DEnnis, et all... Just FYI... Rick at Cordless Renovations made a special 18.5 volt, 10400 mAh Li-ion for me about a year ago and it works like a charm.... 

Powers my GP30-GP7/9 combo right smartly....


----------



## Dennis Paulson (Jan 2, 2008)

This Traxxas lipo battery is Dimensions: 6.1 x 1.7 x 1.8" (155 x 44 x 45mm) 12,800 mah 
Two of these Traxxas batterys in series would be 16.8 v at full charge .

What size is your built up battery Stan ? Is it a on board loco battery or a power car battery ?

Sometimes people are concerned for space to mount / carry a battery in the loco , without dragging a power car along all the time









The new products just keeps getting better and better for our hobbies .


----------



## Rene (Dec 27, 2007)

continuous discharge current of 320Amps! So 2 of these, each the size of a smallish TV remote in series would easily start a 1:1 car! and for around the same price as a good car battery!! 
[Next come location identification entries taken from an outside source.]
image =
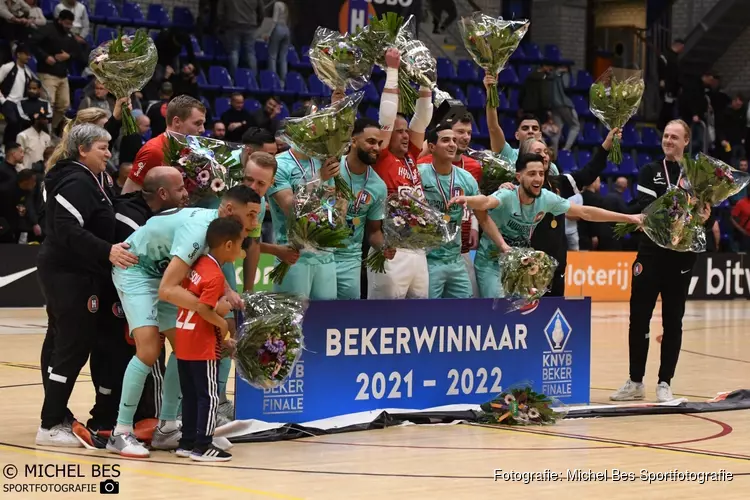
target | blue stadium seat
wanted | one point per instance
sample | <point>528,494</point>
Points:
<point>650,137</point>
<point>252,105</point>
<point>565,160</point>
<point>467,71</point>
<point>477,97</point>
<point>182,17</point>
<point>105,35</point>
<point>630,136</point>
<point>584,80</point>
<point>133,13</point>
<point>221,105</point>
<point>261,51</point>
<point>269,82</point>
<point>508,76</point>
<point>219,75</point>
<point>158,13</point>
<point>244,78</point>
<point>445,69</point>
it would be funny to hide the 2 batteries somewhere in the dash, then go to an auto electrician and ask him to put a new car battery in, and watch him scratch his head as he tries to find it.


----------



## Greg Elmassian (Jan 3, 2008)

Even funnier watching you snake 2 gauge wire into the dashboard! 

Yes, an amazing discharge rate, although starting the car would probably exhaust the batteries! 

Greg


----------